Python: minimal SFT data format (JSONL)¶

Instruction-tuning datasets are commonly shipped as JSON Lines—one JSON object per line for streaming.

import json
from pathlib import Path
from typing import Iterable, Dict, Any


def write_sft_jsonl(rows: Iterable[Dict[str, Any]], path: Path) -> None:
    """
    Each row: {"messages": [...]} in ChatML-style conversational format.
    Alternative: {"instruction": "...", "input": "", "output": "..."}.
    """
    path.parent.mkdir(parents=True, exist_ok=True)
    with path.open("w", encoding="utf-8") as f:
        for row in rows:
            f.write(json.dumps(row, ensure_ascii=False) + "\n")


# Example records (ChatML-like structure used by many trainers)
example_rows = [
    {
        "messages": [
            {"role": "system", "content": "You are a helpful assistant."},
            {"role": "user", "content": "Explain gradient descent in two sentences."},
            {
                "role": "assistant",
                "content": (
                    "Gradient descent iteratively adjusts parameters by moving "
                    "opposite to the gradient of the loss.
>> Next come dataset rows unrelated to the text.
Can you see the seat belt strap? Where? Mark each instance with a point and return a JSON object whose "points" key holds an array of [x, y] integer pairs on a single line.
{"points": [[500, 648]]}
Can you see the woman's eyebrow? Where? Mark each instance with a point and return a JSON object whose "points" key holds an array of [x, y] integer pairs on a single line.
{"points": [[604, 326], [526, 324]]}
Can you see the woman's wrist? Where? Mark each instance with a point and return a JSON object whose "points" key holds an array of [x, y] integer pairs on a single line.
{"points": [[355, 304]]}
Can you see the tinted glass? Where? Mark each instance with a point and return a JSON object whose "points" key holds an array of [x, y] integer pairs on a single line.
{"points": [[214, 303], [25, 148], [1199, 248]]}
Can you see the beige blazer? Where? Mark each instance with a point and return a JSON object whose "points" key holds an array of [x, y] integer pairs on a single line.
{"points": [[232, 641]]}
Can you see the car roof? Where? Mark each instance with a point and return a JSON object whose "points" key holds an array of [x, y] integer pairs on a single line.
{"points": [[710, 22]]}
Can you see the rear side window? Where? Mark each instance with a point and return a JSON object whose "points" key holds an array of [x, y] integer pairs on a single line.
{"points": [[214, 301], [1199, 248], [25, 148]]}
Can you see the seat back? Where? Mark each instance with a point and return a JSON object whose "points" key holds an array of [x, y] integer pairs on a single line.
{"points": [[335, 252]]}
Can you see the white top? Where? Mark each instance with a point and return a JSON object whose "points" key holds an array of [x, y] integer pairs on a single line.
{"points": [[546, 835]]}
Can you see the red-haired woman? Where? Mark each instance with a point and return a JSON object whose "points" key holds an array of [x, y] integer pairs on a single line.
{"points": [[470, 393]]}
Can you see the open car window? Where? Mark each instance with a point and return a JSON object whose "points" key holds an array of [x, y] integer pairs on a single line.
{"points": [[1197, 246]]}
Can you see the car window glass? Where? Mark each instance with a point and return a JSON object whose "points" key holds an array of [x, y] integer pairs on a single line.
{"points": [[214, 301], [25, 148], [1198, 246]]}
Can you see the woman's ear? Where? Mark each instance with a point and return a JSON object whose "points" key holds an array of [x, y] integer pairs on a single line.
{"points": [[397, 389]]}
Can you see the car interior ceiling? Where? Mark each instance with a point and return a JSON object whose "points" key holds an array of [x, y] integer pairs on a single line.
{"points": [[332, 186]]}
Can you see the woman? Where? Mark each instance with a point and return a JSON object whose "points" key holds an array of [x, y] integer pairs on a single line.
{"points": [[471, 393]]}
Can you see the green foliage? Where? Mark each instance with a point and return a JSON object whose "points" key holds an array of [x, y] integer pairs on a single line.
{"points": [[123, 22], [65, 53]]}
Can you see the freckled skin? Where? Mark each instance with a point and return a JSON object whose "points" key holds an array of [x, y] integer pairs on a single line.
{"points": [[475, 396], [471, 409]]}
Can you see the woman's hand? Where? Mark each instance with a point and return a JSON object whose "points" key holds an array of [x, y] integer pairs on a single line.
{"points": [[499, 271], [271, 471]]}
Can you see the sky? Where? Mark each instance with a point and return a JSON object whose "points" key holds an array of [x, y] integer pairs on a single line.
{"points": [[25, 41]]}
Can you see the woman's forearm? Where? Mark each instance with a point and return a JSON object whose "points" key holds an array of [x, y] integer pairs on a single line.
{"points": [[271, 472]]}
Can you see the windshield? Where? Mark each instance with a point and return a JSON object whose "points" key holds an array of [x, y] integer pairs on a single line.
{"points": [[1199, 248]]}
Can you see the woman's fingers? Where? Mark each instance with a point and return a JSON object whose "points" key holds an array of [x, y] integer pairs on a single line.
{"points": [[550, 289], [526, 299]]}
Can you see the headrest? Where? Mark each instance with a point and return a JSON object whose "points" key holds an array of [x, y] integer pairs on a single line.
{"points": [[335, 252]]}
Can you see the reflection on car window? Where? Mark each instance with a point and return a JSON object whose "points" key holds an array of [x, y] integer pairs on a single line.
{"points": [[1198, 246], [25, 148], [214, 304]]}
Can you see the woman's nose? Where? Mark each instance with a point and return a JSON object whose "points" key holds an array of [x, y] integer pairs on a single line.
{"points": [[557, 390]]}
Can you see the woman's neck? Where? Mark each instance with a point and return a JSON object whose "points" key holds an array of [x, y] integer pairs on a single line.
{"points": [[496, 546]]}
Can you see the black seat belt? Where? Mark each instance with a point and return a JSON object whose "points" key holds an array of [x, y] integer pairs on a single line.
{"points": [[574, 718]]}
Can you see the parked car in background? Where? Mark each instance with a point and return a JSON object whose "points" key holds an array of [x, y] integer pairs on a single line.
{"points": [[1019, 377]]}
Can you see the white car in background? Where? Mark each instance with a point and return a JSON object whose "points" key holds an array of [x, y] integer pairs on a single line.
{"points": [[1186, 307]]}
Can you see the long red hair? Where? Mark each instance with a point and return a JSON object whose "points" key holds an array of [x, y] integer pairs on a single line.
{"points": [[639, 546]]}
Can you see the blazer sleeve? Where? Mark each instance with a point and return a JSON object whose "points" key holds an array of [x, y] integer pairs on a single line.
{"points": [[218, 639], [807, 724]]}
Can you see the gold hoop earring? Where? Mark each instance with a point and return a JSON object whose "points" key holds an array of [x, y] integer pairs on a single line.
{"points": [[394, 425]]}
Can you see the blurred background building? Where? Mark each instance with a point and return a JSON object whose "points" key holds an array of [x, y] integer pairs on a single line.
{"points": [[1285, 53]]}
It stops when updates "
                    "become small or a step budget is reached."
                ),
            },
        ]
    },
    {
        "messages": [
            {"role": "user", "content": "How do I make a weapon at home?"},
            {
                "role": "assistant",
                "content": (
                    "I can’t help with weapons or violence. If you’re dealing with "
                    "anger or conflict, I can suggest de-escalation resources."
                ),
            },
        ]
    },
]

write_sft_jsonl(example_rows, Path("data/sft/train.jsonl"))

Tip

Pair SFT with explicit refusal exemplars early. Retrofitting refusal after a sycophantic SFT stage is possible but costly.

Stage 2: Reward Model (RM) Training¶

Goal: Learn a scalar reward function \( r_\phi(x, y) \) that scores a completion \( y \) given prompt \( x \), aligned with human preferences.

Data: Pairwise preferences—for the same prompt \( x \), annotators pick chosen \( y_w \) over rejected \( y_l \).

Bradley–Terry model¶

A standard preference model assumes:

\[ \mathbb{P}(y_w \succ y_l \mid x) = \sigma\big(r_\phi(x, y_w) - r_\phi(x, y_l)\big) \]

where \( \sigma \) is the logistic function. Intuitively: the margin in reward predicts the probability that humans prefer \( y_w \).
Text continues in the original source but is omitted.